Kore-Eda explore les gestes quotidiens les plus insignifiants. Mais tout cela ne tourne jamais à l'obsession. Le film reste simple et pur, sans jamais devenir lourd, insistant ou trop long. Le film fait de même office de conte méditatif sur l’apprentissage. Ne pouvant plus payer les factures, les enfants se débrouillent pour trouver de l'eau et des moyens pour se chauffer. L'ouverture vers l'extérieur devient vite nécessaire. La recherche d'aide extérieure passera par une demande d'Akira envers l'un des quatre pères, mais poussera aussi le jeune garçon à chercher des enfants semblables. Il fera ainsi la connaissance d'une collégienne, Saki, martyrisée par ses camarades. Lors de la perte de repères, on se raccroche à ce qui rassure. Et lorsque l'argent manquera, le recours à des moyens extrêmes, l'enko (prostitution infantile), face à la nécessité, s'imposera. Kore-Eda expose là deux comportements humains instinctifs, expérimentés par les enfants.

Kore-Eda profite de Nobody knows pour glisser subrepticement une critique de la société japonaise.
L'attitude des adultes (l'un des pères, le patron de supérette, un employé de pachinko) signale une indifférence quotidienne. Le réalisateur met en exergue la contradiction entre le culte des apparences et les souffrances dissimulées, la perte des repères, l'égoïsme viscéral de la mère préférant pointer le fait qu'elle n'est pas heureuse, rejetant ainsi toute responsabilité d'avoir quatre enfants. Une critique fine parce qu'elle transparaît à travers tout le film sans jamais paraître trop directe ou volontairement dénonciatrice.

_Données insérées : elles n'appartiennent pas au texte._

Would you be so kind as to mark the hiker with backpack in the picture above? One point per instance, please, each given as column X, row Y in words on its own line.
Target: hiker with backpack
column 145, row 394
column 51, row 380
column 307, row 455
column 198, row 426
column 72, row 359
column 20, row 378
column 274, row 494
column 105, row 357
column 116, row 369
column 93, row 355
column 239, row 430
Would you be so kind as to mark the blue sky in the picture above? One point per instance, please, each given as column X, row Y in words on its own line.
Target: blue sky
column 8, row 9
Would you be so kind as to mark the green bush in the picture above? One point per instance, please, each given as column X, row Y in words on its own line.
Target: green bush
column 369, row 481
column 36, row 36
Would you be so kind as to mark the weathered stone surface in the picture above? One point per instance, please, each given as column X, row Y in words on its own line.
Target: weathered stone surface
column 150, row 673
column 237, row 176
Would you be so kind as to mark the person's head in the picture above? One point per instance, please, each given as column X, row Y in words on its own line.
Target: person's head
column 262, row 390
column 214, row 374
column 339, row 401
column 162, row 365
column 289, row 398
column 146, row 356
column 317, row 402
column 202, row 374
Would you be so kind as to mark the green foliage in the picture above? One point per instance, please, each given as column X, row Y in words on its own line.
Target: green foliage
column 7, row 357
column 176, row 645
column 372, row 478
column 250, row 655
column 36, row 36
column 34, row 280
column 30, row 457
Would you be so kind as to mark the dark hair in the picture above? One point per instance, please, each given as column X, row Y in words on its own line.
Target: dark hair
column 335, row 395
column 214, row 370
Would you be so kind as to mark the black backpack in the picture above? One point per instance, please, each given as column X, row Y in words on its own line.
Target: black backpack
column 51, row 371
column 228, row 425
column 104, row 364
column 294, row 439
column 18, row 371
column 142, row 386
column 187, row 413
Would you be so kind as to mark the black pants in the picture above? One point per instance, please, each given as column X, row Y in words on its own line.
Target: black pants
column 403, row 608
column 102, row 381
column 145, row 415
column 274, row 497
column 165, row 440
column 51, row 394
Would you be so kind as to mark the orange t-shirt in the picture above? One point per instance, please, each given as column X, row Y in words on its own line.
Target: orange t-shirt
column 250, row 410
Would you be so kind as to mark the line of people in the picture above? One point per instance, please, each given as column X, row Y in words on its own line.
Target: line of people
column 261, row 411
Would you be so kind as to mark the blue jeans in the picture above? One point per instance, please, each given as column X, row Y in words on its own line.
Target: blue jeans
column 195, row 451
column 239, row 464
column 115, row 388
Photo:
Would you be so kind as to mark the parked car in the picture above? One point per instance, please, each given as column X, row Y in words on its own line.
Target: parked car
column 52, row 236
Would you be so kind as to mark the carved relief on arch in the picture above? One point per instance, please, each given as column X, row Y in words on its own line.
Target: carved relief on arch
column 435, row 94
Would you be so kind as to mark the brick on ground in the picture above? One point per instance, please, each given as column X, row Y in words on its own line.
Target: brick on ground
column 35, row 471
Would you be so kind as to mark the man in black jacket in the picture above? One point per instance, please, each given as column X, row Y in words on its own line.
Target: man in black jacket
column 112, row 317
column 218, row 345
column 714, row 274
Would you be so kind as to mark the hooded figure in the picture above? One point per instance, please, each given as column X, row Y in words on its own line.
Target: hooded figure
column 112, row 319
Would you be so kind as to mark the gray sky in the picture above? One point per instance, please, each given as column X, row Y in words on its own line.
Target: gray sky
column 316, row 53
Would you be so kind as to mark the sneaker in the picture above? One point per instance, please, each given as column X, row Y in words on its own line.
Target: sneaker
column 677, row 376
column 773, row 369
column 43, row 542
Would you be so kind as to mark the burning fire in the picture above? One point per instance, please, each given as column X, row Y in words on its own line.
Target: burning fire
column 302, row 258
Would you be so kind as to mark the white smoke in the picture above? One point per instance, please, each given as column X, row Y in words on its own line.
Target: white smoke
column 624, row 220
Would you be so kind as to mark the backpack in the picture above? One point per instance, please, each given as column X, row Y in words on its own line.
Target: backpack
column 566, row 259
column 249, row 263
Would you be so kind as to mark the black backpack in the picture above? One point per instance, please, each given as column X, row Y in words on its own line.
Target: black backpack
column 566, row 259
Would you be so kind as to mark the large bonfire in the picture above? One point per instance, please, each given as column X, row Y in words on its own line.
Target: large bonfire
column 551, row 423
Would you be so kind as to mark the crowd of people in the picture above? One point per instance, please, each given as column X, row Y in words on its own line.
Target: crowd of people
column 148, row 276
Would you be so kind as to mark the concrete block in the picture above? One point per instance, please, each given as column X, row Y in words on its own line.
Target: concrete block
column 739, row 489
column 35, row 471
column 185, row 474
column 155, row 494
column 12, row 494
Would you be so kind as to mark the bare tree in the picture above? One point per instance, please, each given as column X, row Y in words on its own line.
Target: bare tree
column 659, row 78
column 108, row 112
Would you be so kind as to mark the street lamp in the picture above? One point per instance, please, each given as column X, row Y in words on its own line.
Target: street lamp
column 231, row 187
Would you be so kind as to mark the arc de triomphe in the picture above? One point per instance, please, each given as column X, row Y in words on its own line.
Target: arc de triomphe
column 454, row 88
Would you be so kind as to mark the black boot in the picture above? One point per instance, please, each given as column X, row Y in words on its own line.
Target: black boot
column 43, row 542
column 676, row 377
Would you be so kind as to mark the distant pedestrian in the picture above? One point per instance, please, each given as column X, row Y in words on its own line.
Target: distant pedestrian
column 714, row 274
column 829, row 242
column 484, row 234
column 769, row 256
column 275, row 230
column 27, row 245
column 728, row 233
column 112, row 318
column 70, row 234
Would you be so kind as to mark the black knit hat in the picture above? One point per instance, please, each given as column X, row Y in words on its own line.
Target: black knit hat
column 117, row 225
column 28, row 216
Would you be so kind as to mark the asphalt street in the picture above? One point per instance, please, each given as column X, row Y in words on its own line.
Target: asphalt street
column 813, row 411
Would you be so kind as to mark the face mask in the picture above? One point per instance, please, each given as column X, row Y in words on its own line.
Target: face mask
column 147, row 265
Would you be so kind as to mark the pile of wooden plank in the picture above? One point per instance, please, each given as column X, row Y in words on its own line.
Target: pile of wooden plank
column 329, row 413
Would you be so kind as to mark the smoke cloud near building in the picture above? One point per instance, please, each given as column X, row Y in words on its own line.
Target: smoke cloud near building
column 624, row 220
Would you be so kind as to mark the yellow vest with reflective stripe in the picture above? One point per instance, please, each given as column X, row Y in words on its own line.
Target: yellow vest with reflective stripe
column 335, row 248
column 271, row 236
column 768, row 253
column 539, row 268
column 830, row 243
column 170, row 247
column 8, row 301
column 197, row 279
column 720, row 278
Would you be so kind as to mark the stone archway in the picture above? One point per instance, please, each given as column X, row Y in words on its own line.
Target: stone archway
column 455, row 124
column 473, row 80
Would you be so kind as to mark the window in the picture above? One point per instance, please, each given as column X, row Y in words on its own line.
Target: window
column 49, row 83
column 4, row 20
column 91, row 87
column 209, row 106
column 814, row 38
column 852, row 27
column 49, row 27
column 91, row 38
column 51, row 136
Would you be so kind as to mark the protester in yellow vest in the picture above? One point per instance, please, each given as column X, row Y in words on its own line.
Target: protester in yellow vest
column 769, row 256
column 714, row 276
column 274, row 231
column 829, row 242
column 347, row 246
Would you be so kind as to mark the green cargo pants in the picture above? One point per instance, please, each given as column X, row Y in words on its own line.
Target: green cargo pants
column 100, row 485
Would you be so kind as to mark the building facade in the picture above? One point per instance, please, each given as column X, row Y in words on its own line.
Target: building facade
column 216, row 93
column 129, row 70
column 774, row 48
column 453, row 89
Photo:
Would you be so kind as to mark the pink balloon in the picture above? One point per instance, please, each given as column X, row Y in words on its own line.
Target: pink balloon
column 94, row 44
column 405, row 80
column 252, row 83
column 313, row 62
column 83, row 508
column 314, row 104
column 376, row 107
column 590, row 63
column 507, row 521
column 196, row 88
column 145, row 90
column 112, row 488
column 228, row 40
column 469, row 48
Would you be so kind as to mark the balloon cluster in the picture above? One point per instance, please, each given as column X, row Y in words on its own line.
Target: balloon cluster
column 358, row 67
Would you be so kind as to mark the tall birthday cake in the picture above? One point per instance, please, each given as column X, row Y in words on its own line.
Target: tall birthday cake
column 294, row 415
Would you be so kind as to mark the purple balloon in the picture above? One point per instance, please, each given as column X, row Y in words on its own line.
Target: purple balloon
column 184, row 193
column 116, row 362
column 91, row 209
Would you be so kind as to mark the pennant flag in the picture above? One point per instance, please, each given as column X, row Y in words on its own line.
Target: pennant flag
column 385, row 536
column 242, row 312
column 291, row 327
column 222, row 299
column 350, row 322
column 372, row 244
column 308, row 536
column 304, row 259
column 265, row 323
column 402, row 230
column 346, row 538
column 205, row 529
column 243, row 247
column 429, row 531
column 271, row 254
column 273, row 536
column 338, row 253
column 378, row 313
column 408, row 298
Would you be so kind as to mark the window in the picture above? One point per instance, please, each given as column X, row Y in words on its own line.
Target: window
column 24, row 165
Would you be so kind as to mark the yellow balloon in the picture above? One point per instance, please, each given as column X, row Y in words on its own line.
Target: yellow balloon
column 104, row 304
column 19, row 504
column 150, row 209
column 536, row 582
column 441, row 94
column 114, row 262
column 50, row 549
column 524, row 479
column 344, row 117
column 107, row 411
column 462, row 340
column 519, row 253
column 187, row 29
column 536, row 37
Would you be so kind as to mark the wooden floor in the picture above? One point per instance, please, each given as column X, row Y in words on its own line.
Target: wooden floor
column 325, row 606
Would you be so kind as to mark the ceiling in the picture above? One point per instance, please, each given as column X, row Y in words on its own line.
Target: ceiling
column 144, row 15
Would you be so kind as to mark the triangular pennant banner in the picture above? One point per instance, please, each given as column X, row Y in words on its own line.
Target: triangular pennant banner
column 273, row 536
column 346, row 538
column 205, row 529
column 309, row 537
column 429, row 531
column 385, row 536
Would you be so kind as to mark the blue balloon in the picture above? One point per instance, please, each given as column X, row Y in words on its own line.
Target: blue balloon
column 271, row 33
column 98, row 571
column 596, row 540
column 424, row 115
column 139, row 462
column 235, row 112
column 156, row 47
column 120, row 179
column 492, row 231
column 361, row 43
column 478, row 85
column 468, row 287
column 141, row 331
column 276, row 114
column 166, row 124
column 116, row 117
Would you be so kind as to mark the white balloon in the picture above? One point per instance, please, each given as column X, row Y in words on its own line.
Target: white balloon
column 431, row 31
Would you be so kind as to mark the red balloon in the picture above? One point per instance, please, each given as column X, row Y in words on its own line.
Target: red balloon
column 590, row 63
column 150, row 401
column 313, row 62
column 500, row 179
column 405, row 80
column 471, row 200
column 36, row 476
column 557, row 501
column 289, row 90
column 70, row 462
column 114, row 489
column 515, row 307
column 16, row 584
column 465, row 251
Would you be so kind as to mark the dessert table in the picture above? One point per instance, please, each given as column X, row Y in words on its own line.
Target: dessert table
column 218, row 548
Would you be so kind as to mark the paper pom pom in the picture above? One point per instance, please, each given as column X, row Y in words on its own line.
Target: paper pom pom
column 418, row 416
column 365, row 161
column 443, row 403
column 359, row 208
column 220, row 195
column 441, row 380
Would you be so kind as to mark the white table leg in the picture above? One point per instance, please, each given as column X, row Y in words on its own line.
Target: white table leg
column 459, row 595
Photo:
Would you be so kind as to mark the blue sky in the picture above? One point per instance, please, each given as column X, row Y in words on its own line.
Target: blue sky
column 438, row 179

Tandis qu'ils sont confrontés au monde extérieur, sans leur mère, l'unité entre les quatre enfants va être bouleversée. Car Kore-Eda dresse quatre portraits d'enfants qui, confrontés à la solitude, vont changer. La soeur aînée, Kyoko, ne parvient plus à gérer le foyer. Elle prendra conscience la première de la perte de cohésion de la communauté, remettant en cause le rôle de chef de famille tenu par son frère. Shigeru, qui, lorsque la mère était encore présente, aimait tenir le rôle d'enfant turbulent, va acquérir une maturité étonnante. Yuki, la benjamine de quatre ans, à qui la mère manque le plus, ne peut plus se satisfaire de la seule présence de sa soeur Kyoko. Enfin, Akira, l'aîné, héritant du rôle de chef de foyer, va céder aux tentations de la jeunesse : jeux vidéo et sorties entre amis, argent dépensé facilement. L'abandon par la mère signifie aussi pour lui liberté, donc bonheur, mais un bonheur bien éphémère. La recherche d'un modèle par Akira est admirablement mise en scène lorsqu'au cours d’une partie de baseball, il bénéficiera des gestes attentionnés d'un entraîneur. Lorsque le pilier de l'unité, Akira, cède, car sa fragilité est corruptible, c'est toute la communauté qui sera en perdition. Lorsqu'il réalisera la difficulté de remettre en place l'unité perdue, la déchéance de la petite communauté sera presque aboutie. Avec le temps qui passe, l’inexorable chute de la petite communauté se fait sentir. Kore-Eda fait une utilisation intelligente du temps, puisque Nobody knows s'étale sur plusieurs saisons. On l'attend cette chute. Et elle arrive, dans tous les sens du terme. Kore-Eda choisit presque d'être prévisible, optant pour une victime innocente de la démission parentale et sociale. C'est finalement ce qui émeut le plus qui va disparaître. Le cinéaste est bien cruel, mais évite, toujours, même lors d'une fin poignante, le pathos. Comme dans la Chambre du fils de Nanni Moretti, Nobody kwows s'achève avec un voyage, un quasi-rituel, dont l’aboutissement est l’unité retrouvée d'une communauté qui a été confrontée au drame.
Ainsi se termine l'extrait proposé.